Empiezo a andar por el callejón hacia arriba, sin tener ni idea de a dónde iría a parar. En la parte más alta la calle sufre una ligera curva a la izquierda que da a lo que parece ser una carretera principal, tras ella hay una mercado. Me quedo anonadado al ver el paisaje que se presenta ante mis ojos. Carretas tiradas por caballos recorren la vía transportando toda clase de alimentos en dirección al mercado. Carromatos llevan a hombres bien vestidos y con sombreros de copa en sentido opuesto. Es un paisaje de otra época, como si un cuadro antiguo hubiera cobrado vida. ¿Me encuentro dentro de un cuadro? ¿Dentro de un sueño? Me doy cuenta que el primer pensamiento es absurdo, pero el segundo no tanto, ya que aquello que tengo delante de mis ojos carece de sentido.

Me acerco al mercado que tengo delante cruzando la carretera.
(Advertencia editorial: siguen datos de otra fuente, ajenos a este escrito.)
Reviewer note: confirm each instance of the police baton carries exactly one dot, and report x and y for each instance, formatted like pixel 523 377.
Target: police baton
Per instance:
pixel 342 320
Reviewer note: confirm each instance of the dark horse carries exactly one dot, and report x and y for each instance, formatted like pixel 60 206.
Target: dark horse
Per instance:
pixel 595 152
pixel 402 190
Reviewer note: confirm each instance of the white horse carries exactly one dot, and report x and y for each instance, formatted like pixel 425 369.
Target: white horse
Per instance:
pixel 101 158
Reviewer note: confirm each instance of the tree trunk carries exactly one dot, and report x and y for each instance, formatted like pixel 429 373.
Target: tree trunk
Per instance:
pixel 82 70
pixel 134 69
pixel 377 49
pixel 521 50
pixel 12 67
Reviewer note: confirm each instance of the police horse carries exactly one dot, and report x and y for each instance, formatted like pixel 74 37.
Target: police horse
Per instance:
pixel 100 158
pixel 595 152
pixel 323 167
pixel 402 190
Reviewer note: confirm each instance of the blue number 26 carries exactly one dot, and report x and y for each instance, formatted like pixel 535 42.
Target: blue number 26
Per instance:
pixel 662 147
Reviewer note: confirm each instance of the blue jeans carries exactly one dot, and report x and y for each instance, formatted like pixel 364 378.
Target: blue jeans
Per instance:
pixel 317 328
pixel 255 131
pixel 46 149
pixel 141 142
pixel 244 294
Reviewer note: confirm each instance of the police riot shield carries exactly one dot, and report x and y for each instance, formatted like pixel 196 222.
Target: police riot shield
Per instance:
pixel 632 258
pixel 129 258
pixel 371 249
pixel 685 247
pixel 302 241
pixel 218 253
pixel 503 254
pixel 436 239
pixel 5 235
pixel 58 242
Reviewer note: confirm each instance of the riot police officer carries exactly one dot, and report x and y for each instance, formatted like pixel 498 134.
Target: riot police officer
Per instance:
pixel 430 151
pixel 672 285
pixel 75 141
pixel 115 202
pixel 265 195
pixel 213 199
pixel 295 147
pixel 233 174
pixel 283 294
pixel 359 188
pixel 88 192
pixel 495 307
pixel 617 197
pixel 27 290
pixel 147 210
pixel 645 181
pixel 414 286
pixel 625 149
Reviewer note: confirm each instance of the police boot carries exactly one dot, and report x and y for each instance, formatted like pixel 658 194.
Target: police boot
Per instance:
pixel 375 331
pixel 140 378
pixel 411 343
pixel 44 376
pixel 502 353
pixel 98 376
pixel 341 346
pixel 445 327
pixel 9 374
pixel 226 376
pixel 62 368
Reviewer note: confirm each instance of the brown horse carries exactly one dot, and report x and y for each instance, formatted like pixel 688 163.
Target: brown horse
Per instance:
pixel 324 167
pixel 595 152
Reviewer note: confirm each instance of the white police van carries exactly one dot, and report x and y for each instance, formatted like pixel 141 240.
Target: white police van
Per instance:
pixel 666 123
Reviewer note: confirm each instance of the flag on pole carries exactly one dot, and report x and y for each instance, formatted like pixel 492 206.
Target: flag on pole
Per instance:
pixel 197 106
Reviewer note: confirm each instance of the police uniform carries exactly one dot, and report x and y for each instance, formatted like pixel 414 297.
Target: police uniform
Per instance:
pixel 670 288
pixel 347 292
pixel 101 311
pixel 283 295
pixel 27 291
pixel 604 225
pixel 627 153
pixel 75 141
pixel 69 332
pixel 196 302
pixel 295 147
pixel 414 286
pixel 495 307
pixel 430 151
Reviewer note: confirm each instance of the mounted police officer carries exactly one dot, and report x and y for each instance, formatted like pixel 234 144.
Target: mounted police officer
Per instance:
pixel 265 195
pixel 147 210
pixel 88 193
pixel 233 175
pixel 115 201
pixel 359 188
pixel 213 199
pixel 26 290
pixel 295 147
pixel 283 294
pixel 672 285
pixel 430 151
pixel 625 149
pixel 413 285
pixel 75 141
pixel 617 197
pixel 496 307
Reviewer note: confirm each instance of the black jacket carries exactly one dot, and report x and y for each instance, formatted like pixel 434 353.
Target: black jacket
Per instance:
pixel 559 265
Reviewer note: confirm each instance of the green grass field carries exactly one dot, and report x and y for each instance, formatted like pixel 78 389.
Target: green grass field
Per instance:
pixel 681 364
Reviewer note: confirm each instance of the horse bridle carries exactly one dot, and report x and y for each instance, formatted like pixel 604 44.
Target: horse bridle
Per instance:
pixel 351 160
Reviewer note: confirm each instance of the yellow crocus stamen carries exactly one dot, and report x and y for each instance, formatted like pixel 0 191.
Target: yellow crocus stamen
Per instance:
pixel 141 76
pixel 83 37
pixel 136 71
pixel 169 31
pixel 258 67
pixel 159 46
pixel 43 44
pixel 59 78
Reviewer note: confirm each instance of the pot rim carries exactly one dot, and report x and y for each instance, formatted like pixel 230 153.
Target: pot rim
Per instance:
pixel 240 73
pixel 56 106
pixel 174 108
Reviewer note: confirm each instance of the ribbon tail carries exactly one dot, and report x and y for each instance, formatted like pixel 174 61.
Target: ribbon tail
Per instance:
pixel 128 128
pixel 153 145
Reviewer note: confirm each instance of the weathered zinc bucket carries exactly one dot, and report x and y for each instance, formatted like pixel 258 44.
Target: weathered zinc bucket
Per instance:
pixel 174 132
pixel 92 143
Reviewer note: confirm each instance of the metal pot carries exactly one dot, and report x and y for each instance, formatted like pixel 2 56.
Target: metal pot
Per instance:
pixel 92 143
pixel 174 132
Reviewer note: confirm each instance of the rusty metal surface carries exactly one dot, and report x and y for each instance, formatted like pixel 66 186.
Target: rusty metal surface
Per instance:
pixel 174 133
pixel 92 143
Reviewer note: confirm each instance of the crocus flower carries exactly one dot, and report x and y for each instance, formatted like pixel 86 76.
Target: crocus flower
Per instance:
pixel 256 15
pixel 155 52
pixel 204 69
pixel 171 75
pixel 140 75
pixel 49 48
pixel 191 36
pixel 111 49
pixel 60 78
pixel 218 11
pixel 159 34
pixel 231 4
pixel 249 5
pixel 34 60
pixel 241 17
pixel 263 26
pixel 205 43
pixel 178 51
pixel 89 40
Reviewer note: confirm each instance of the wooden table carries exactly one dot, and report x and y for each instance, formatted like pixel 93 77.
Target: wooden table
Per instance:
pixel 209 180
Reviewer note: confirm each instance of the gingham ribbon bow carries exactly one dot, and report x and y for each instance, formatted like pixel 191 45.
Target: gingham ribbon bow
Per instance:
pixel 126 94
Las señoras que venden en los tenderetes me ofrecen toda clase de alimentos a cual más natural. Tras pasar por delante de todos ellos con el fin de encontrar algo familiar para poder situarme en el contexto, veo a un chico repartiendo unos panfletos rectangulares de color blanco. El niño, que parece tener unos siete u ocho años, sin articular palabra me pone en la mano uno de ellos.

-Gracias – le digo.

Una mujer situada detrás de un tenderete de tomates me hace un gesto para indicarme que el niño es mudo. Miro el papel que tenía en la mano, en el cual, con letra muy pulcra pero escrita a mano, reza el titular “Fiesta de la concordia británica”. El texto central habla de los asistentes, del alcalde y de la banda de música que tocará. En la última línea, la fecha de la celebración, “viernes catorce de marzo de 1817”.

1817. Tiene que ser un sueño. Todavía tengo muchas lagunas mentales, pero sé que he nacido en mil novecientos setenta y cinco, así como recuerdo los años ochenta, los noventa, y parte del dos mil en adelante. Pero más que un sueño parece una pesadilla, una pesadilla demasiado real. Siento que estoy perdido en un lugar al cual no pertenezco, en una época que no es la mía, y no sé cómo actuar.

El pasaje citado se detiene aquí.